The test result of the immunoblot reported by the laboratory should include an indication of the bands detected. For the evaluation of the borrelia serology, the level of AK in the EIA, the number of specific bands, the type of bands (early/late bands) and existing previous findings should be taken into account. The assessment should be carried out with knowledge of the clinical symptoms, the duration of the disease and therapies already carried out.

Diagnosis of neuroborreliosis: In acute neuroborreliosis, in contrast to most other infectious diseases, antibodies can initially only be detected in the CSF. For this reason, even if negative results are suspected in serum, the CSF must always be tested as well. The determination of antibodies in the CSF is only meaningful if a serum from the same day of collection is tested at the same time. Absolute antibody concentrations in the CSF are usually meaningless, since (especially if the CSF barrier function is disturbed) considerable quantities of antibodies can pass from the serum into the CSF. Autochthonously formed antibodies can be detectable for years even after neuroborreliosis has healed. In the case of neuroborreliosis, further pathological findings are usually found in the cerebrospinal fluid: monocytic cerebrospinal fluid pleocytosis; disturbance of the blood-cerebrospinal fluid barrier function (increase of the albumin quotient).

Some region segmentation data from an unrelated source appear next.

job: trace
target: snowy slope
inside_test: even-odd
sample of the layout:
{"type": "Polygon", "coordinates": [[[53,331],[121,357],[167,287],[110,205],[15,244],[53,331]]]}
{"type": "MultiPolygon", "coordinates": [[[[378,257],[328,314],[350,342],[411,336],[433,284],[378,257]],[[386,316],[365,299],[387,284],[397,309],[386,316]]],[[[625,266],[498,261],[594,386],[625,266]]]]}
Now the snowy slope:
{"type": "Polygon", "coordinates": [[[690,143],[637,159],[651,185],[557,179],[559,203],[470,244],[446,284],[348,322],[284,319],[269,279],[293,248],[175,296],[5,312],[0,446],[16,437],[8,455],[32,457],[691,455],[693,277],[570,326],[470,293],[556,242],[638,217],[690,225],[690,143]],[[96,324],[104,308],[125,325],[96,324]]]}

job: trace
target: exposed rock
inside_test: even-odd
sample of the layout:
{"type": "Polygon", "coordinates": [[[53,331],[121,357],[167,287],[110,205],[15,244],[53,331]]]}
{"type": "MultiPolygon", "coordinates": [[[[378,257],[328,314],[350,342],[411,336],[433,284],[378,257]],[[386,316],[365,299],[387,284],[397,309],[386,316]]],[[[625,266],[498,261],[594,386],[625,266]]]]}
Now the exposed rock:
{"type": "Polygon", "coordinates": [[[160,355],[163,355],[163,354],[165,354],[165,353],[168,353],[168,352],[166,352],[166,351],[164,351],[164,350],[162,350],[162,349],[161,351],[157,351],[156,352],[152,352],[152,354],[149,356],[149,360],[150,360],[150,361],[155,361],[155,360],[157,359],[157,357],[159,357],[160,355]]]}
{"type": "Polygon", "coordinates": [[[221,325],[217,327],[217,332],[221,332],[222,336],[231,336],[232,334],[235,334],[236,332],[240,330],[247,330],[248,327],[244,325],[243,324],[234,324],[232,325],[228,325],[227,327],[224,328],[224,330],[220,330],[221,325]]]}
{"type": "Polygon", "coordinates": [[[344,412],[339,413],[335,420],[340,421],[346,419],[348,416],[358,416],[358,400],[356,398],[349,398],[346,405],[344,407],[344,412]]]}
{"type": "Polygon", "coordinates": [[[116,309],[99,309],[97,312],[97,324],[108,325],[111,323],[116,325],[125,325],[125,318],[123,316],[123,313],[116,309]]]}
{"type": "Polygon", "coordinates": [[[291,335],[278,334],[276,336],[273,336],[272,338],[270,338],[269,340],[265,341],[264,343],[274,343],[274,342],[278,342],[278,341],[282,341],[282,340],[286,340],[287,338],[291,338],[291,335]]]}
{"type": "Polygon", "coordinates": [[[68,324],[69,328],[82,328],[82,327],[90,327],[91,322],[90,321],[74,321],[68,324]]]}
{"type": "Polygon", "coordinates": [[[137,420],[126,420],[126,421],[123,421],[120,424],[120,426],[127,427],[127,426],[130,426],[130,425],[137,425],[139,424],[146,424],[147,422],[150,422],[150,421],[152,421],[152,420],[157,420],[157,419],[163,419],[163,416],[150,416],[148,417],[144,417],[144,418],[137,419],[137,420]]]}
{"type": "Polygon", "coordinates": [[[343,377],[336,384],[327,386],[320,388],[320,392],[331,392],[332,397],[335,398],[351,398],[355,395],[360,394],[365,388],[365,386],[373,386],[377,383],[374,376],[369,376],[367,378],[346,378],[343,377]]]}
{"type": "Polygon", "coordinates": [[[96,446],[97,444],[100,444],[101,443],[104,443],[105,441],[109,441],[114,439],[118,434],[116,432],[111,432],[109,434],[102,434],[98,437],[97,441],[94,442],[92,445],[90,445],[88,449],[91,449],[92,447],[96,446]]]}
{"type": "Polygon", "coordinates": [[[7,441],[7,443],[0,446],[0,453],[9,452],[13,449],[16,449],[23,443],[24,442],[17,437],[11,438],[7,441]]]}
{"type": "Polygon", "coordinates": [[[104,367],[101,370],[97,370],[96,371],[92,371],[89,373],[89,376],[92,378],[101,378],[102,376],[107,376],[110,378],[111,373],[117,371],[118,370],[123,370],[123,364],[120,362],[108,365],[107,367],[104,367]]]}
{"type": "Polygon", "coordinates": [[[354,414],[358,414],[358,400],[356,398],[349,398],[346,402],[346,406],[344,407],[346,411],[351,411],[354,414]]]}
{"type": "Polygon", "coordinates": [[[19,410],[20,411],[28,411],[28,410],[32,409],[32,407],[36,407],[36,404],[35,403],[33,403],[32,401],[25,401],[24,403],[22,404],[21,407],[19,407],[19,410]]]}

1. Pal U et aal. (2004) OspC facilitates Borrelia burgdorferi invasion of Ixodes scapularis salivary glands. J Clin Invest 113: 220-230.
2. Pal U et al (2008) Borrelia burgdorferi basic membrane proteins A and B participate in the genesis of Lyme arthritis. SOMEONE 205:133-141.
3. Simpson WJ et al (1990) Reactivity of human Lyme borreliosis sera with a 39-kilodalton antigen specific to Borrelia burgdorferi. J Clin microbiol 28: 1329-1337.
4. Liang FT et al (1999) An Immunodominant Conserved Region within the Variable Domain of VlsE, the Variable Surface Antigen of Borrelia burgdorferi. J Immunol 163_ 5566-5573.
5. Müllegger B (2018) infections,: Lyme borreliosis, leptospirosis and relapsing fever. In: Braun-Falco`s Dermatology, Venerology Allergology G. Plewig et al (Hrsg) Springer Verlag S 223
6. Rössler D et al (1995) Molecular and immunological characterization of the p83/100 protein of various Borrelia burgdorferi sensu lato strains. Med Microbiol Immunol 184: 23-32.
7. Verma A et al (2009) Borrelia burgdorferi BmpA is a lamininbinding protein. Infect. Immune. 77: 4940-4946.